Il ne faut bien sûr pas trop dramatiser la situation. La plupart des touristes chinois se comportent tout à fait correctement, et les Japonais sont en général extrêmement accueillants, tolérants à l’égard du « manque d'éducation » de tous ces étrangers (Chinois ou autres)  peu habitués à la complexité des codes sociaux nippons, et heureux et reconnaissants de l'intérêt grandissant du reste du monde pour la beauté de leur pays. L'impact du tourisme chinois reste donc au final très positif, et les Japonais en sont tout à fait conscients.

 

Des nouvelles toujours négatives

La raison principale de la persistance de l'opinion négative envers la Chine au Japon est en réalité l'omniprésence de nouvelles négatives. Les histoires que l'on retrouve le plus souvent dans les médias japonais concernent la pollution qui traverse fréquemment la Mer de Chine de l’Est pour voiler le ciel de Kyushu (la grande île du sud de l'archipel nippon), les scandales autour de la qualité de la nourriture (parfois contaminée) ou d'autres produits défectueux – scandales qui sont d'ailleurs une raison importante pour laquelle les touristes chinois dépensent autant à l'étranger, notamment pour des produits de consommation (lait en poudre, produits de beauté, etc.), ou encore  les actions agressives entreprises par la Chine envers ses voisins sous prétexte de disputes territoriales.

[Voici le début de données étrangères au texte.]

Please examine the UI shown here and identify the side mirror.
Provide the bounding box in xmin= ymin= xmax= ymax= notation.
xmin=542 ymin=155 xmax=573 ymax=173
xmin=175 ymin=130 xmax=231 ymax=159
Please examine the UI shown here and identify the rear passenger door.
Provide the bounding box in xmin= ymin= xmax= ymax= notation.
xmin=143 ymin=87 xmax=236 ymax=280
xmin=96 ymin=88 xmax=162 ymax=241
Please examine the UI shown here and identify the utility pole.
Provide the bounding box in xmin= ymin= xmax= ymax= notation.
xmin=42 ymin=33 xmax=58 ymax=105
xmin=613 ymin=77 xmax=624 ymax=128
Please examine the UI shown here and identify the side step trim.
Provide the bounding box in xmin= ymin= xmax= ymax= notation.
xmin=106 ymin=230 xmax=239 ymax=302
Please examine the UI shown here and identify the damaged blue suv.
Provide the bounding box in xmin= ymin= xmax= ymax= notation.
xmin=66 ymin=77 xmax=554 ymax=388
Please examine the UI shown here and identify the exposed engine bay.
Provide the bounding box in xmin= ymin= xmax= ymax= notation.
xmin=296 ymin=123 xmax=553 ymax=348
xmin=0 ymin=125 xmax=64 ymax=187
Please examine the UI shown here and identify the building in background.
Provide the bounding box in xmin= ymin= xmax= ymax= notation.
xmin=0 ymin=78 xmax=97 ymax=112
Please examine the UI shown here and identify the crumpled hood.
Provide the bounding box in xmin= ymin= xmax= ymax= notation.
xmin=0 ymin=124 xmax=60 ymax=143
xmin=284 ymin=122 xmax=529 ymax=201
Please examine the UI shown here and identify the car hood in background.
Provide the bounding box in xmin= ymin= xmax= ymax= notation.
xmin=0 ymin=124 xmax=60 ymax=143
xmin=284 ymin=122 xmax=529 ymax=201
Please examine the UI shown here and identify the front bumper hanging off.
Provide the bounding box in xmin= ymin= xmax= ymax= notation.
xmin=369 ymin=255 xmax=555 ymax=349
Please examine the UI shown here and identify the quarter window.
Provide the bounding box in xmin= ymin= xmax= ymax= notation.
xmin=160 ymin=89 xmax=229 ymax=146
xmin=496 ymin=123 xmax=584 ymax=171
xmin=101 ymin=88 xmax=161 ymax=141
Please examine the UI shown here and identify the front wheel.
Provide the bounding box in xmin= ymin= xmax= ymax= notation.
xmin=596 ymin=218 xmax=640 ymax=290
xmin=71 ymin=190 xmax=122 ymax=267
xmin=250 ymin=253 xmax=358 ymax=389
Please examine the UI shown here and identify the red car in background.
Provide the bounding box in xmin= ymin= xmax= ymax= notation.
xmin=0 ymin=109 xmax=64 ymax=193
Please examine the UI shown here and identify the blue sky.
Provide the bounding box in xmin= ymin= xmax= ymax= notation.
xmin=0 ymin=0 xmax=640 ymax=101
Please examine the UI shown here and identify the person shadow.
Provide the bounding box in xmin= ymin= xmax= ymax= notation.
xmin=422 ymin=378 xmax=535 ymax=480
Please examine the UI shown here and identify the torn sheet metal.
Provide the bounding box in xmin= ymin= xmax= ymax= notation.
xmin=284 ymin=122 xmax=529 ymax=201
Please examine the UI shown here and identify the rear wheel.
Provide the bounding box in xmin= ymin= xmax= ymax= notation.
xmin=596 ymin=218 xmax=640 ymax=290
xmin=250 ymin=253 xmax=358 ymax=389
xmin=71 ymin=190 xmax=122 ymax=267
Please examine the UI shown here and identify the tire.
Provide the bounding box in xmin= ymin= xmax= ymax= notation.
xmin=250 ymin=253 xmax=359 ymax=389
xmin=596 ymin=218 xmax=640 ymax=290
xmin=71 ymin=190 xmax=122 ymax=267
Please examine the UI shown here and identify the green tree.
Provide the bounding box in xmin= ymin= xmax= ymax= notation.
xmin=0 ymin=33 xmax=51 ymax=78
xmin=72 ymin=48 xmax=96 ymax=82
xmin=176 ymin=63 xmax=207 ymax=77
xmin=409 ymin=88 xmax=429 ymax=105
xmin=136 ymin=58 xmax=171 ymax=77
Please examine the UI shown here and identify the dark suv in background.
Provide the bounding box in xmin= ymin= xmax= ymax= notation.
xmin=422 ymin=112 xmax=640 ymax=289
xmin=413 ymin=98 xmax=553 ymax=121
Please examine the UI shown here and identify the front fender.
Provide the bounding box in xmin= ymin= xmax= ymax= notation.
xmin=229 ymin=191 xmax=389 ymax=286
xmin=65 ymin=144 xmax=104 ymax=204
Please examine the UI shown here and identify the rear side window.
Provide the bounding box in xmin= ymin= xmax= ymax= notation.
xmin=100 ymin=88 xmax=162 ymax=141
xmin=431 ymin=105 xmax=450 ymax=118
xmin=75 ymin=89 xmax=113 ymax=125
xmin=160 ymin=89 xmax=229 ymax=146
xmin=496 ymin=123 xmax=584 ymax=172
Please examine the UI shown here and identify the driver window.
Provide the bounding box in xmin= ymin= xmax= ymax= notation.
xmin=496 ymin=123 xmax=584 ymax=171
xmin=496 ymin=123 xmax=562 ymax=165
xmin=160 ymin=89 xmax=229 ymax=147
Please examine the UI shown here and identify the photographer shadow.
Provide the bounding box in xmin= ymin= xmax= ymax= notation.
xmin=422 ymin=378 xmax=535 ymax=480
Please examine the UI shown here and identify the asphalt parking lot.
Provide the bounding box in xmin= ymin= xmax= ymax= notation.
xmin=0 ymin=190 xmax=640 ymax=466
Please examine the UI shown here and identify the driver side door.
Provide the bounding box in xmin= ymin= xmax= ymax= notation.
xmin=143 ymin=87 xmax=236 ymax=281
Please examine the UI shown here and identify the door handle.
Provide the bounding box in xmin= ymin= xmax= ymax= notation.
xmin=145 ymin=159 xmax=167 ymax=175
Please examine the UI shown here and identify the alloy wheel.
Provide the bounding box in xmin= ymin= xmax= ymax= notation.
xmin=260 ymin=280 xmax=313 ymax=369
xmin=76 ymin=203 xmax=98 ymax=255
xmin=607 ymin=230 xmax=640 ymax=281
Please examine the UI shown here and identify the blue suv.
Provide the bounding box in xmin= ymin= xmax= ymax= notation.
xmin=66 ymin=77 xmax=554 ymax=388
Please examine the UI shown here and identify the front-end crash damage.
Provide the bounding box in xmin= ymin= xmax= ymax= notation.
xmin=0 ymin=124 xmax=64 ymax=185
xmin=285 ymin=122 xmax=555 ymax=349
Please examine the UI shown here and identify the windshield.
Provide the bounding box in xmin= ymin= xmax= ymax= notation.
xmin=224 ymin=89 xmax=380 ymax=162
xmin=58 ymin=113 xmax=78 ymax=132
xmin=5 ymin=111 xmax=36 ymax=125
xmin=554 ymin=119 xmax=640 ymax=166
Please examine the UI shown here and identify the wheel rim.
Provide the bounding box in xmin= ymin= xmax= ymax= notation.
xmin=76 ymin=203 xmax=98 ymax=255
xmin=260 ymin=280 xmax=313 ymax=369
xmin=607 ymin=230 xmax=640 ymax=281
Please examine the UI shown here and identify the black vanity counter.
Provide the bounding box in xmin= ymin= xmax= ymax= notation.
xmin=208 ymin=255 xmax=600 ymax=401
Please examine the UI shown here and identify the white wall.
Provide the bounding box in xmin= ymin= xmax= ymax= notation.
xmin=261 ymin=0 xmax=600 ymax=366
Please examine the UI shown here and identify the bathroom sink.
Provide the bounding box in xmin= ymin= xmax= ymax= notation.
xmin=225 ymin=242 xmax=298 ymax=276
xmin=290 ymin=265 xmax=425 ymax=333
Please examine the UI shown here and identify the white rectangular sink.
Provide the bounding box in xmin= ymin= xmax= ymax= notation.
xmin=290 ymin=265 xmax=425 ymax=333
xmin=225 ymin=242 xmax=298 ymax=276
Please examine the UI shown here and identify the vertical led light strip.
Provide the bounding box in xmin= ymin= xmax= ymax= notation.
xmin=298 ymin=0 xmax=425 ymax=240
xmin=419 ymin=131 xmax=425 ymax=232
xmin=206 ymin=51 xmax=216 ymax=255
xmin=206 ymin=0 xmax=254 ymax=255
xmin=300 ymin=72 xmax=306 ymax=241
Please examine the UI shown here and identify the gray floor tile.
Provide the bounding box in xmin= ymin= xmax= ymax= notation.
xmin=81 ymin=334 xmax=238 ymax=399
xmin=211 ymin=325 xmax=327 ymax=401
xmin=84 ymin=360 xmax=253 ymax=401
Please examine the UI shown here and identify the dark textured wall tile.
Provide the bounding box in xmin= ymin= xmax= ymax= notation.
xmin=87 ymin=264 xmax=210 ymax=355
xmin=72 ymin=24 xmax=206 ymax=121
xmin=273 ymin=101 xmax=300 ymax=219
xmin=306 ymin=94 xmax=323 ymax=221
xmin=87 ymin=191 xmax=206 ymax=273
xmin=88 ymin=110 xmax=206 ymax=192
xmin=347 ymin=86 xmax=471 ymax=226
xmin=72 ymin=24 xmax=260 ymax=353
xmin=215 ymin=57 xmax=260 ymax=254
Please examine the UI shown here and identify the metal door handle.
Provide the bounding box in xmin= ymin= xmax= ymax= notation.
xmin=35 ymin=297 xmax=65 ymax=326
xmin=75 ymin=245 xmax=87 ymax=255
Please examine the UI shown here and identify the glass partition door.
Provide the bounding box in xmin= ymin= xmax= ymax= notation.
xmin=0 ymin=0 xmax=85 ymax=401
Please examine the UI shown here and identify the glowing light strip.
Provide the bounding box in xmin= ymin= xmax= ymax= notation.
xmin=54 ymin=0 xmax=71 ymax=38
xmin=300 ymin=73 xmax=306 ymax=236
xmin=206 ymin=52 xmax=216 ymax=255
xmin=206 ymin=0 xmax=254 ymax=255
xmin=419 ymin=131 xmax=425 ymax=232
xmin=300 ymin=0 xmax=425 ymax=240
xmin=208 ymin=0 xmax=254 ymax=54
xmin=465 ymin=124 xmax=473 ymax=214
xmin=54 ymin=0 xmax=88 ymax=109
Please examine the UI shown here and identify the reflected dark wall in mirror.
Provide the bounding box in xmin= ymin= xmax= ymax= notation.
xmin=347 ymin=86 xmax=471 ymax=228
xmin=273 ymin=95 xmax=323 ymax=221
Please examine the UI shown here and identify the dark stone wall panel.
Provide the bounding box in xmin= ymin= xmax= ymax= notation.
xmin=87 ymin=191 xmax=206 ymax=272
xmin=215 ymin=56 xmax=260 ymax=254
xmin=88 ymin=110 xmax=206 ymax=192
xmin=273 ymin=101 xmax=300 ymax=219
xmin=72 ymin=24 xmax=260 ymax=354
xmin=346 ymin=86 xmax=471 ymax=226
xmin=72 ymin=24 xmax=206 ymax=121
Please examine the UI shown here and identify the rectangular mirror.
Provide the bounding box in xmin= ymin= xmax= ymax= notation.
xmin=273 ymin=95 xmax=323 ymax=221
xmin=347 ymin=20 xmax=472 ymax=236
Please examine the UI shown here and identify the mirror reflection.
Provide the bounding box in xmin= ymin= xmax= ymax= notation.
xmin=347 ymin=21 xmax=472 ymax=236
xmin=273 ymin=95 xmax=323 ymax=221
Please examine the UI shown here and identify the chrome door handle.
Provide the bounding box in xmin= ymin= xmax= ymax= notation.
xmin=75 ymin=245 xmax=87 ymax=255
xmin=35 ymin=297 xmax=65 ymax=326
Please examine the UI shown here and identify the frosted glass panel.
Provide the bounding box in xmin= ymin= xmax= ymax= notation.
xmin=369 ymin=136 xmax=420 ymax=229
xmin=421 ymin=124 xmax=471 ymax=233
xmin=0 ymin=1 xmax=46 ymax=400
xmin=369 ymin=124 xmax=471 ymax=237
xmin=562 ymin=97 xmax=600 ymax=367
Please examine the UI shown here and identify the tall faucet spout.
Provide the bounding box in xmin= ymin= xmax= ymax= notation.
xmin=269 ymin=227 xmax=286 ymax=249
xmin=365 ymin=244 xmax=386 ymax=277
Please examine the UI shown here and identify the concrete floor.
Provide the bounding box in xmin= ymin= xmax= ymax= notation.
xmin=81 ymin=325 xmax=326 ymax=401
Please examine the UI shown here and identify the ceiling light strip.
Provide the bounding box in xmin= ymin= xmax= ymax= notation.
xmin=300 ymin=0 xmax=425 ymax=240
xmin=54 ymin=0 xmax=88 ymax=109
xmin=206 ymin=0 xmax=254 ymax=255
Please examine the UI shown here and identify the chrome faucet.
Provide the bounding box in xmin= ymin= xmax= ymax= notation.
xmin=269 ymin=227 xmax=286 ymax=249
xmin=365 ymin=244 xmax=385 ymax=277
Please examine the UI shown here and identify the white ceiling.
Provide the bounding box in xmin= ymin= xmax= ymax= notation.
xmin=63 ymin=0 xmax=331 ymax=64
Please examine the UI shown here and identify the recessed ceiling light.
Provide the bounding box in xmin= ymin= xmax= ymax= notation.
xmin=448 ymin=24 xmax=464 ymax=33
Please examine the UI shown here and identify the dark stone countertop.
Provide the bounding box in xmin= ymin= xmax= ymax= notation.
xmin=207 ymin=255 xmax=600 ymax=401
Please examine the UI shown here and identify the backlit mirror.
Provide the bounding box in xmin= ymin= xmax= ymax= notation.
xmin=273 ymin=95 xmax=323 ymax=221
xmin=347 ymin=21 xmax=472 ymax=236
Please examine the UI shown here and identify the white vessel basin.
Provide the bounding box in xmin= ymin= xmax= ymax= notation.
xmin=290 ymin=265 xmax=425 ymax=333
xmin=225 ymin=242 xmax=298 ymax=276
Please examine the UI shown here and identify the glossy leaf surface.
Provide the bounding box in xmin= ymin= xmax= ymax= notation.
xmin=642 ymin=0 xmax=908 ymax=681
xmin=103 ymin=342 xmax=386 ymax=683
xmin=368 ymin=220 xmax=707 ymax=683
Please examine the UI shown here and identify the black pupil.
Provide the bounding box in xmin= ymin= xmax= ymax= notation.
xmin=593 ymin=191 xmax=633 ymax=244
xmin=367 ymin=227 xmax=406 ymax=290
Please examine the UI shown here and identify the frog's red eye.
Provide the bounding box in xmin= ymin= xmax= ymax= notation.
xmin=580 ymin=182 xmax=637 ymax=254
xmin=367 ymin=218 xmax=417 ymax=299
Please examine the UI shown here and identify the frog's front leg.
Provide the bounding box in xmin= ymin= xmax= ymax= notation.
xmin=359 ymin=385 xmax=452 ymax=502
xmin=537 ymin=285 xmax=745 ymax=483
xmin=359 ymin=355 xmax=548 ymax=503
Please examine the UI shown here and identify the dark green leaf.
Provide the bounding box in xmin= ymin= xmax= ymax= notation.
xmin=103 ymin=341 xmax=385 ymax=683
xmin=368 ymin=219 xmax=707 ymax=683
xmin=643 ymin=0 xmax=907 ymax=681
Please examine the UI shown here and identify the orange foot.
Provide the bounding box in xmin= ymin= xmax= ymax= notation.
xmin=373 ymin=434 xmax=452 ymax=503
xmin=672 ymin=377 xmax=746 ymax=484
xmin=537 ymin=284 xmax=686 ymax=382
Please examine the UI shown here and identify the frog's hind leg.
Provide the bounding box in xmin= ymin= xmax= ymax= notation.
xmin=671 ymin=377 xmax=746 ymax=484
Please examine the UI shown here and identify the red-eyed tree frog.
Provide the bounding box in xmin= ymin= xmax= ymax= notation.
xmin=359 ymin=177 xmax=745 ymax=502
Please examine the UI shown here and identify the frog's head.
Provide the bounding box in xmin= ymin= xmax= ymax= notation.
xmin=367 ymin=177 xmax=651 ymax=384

En conséquence, lorsqu’on évoque la Chine, de nombreux Japonais y associent d'abord l'idée de danger, d'insalubrité ou d'insécurité. Cependant, en raison sans doute des récents signes de rapprochement diplomatique entre la Chine et le Japon, et aux visites de haut niveau de plus en plus cordiales, le nombre de citoyens de l’archipel affirmant cette année avoir une impression positive de leur voisin a faiblement augmenté (de 6,8 à 10,6% selon une enquête récente), même s’il reste extrêmement bas.

 

La Chine doit travailler sur son image

On ne peut qu’espérer que la détente entre les deux pays va continuer, mais cela ne suffira clairement pas à convaincre les Japonais de regarder la Chine avec plus de bienveillance. Pour ce faire, c’est avant tout au gouvernement chinois d’augmenter ses efforts de relations publiques. L’appréciation pour la culture (et la cuisine) chinoise dans l’archipel nippon reste fortement ancrée, et le sentiment d’affinité qui régnait jadis entre les deux pays reposait sur les bases solides d’une histoire pré-moderne partagée et d’une tradition millénaire d’échanges économiques et culturels forts.

Ces bases existent toujours, et le gouvernement chinois dispose donc d’un terrain favorable pour présenter un visage plus souriant à son voisin. Il s’agit donc d’en faire bon usage et de tenter de séduire le public nippon en organisant et en promouvant événements culturels, expositions, tournées d’artistes, et festivals culinaires en tout genre. Des visites de bonne volonté par des membres hauts placés du gouvernement chinois ne seraient également pas de trop. Tant que les disputes autour des questions territoriales et historiques ne seront pas résolues, et tant que le Parti Communiste continuera de se reposer sur la répression politique de la population pour maintenir son pouvoir, améliorer l’image de la Chine au Japon restera une tâche extrêmement difficile, mais le gouvernement chinois pourrait clairement faire plus d’efforts.

Antoine Roth

Antoine Roth est professeur assistant à l'Université du Tohoku à Sendai, au Japon. Genevois d'origine, il a obtenu un Master en Etudes Asiatiques à l’Université George Washington, et un Doctorat en Politique Internationale à l'Université de Tokyo. Il a également effectué un stage de six mois à l'Ambassade de Suisse au Japon. Il se passionne pour les questions sociales et politiques qui touchent le Japon et l’Asie de l’Est en général.